Ya en el paraje agreste y escondido
que tanto hemos amado, ya en el bello
lugar en donde con afán las almas
buscaban un refugio, y en alegres
bandadas, al llegar la primavera,
en unión de los pájaros, las gentes,
de aire, de flores y de luz ansiosas,
iban a respirar vida y perfumes,
de sus galas más ricas despojado
hoy se levanta el monasterio antiguo
como triste esqueleto. Aquel tan grato
silencio misterioso que envolvía
los agrietados muros, a regiones
más dichosas quizás huyó ligero
en busca de un asilo. Las campanas
de eco vibrante y musical resuenan
de una manera sorda en el vacío
que sin piedad a su alrededor hicieron
manos extrañas, y el rumor monótono
de la fuente en el claustro solitario
parece sollozar por los jazmines,
que, cual la nieve blancos, las cornisas
musgosas adornaban, y parece
triste llamar por la aldeana hermosa
que lavaba sus lienzos en el agua
siempre brillante del pilón de piedra
que el roce de sus manos ha gastado
y hoy buscan de otra fuente la frescura.

¡Lo vieron y callaron... con silencio
que causaron asombro y que contrista el alma!
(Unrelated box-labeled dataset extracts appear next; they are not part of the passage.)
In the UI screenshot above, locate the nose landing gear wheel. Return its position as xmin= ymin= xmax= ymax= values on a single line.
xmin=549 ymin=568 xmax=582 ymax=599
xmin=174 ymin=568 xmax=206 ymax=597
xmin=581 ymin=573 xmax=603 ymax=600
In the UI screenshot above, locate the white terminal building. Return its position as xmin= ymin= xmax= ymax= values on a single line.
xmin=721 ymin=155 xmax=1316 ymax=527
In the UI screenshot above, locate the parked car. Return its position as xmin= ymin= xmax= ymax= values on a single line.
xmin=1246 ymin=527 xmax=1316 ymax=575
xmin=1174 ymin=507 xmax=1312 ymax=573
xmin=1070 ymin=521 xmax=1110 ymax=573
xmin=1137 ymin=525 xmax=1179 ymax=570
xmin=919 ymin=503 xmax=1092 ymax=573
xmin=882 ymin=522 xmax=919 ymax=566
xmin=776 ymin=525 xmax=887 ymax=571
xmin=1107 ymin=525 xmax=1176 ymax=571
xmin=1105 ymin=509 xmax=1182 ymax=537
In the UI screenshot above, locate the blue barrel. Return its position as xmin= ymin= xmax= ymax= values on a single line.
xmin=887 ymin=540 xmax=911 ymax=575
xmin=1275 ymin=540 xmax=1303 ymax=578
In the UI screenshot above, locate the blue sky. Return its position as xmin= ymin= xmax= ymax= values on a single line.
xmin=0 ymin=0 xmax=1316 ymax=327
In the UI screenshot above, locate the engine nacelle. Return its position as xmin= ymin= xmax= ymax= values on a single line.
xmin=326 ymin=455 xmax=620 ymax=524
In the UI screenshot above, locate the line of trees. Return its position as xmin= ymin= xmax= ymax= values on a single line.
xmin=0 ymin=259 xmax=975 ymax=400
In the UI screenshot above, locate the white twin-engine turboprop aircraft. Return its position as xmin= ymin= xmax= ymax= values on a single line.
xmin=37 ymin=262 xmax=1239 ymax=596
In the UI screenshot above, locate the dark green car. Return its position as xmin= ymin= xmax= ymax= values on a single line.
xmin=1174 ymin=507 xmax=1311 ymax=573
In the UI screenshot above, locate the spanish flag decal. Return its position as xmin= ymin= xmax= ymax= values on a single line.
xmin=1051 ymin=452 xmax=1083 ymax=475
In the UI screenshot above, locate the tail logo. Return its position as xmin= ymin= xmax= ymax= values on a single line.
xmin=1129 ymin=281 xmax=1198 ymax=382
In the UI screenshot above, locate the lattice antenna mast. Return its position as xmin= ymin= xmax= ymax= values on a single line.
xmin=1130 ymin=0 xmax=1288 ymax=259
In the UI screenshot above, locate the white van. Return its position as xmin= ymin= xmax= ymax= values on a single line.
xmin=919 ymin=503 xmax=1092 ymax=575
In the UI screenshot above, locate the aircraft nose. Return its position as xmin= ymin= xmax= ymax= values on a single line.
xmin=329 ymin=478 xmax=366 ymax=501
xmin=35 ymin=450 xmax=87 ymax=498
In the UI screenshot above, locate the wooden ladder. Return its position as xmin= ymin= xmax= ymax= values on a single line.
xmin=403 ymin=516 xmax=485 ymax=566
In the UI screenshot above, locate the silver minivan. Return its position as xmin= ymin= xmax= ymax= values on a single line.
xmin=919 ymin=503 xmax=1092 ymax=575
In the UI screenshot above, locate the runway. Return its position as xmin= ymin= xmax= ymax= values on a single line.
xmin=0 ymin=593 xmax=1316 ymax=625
Si allá donde entre rosas y claveles
arrastra el Turia sus revueltas ondas,
nuestras manos talasen los jardines
que plantaron los suyos, y aman ellos,
su labio, al rostro, de desprecio llenas
una tras otra injuria nos lanzaran
—¡Bárbaros! —exclamando.
Y si dijésemos
que rosas y claveles perfumados
no valdrán nunca, pese a su hermosura,
lo que un campo de trigo, y allí en donde
las flores compitieran con las bellas,
arrastrando el arado, la amarilla
mies con afán sembráramos.
—Mezquinos
aún más que torpes son —prorrumpirían
los fieros hijos del jardín de España
con rudo enojo levantando el grito.

Mas nosotros, si talan nuestros bosques
que cuentan siglos... —¡quedan ya tan pocos!—
y ajena voluntad su imperio ejerce
en lo que es nuestro, cosas de la vida
nos parecen quizás vanas y fútiles
que a nadie ofenden ni a ninguno importan
si no es al que las hace, a soñadores
que sólo entienden de llorar sin tregua
por los vivos y muertos... y aun acaso
por las hermosas selvas que sin duelo
indiferente el leñador destruye.

—Pero ¿qué...? —alguno exclamará indignado
al oír mis lamentos—. ¿Por ventura
la inmensa torre del reloj se ha hundido
y no hay ya quien señale nuestras horas
soñolientas y tardas, como el eco
bronco de su campana formidable;
o en mis haciendas penetrando acaso
osado criminal, ha puesto fuego
a las extensas eras? ¿Por qué gime
así importuna esa mujer?
Yo inclino
la frente al suelo y contristada exclamo
con el Mártir del Gólgota: Perdónales,
Señor, porque no saben lo que dicen
;
mas ¡oh, Señor! a consentir no vuelvas
que de la helada indiferencia el soplo
apague la protesta en nuestros labios,
que es el silencio hermano de la muerte
y yo no quiero que mi patria muera,
sino que como Lázaro, ¡Dios bueno!,
resucite a la vida que ha perdido;
y con voz alta que a la gloria llegue,
le diga al mundo que Galicia existe,
tan llena de valor cual tú la has hecho,
tan grande y tan feliz cuanto es hermosa.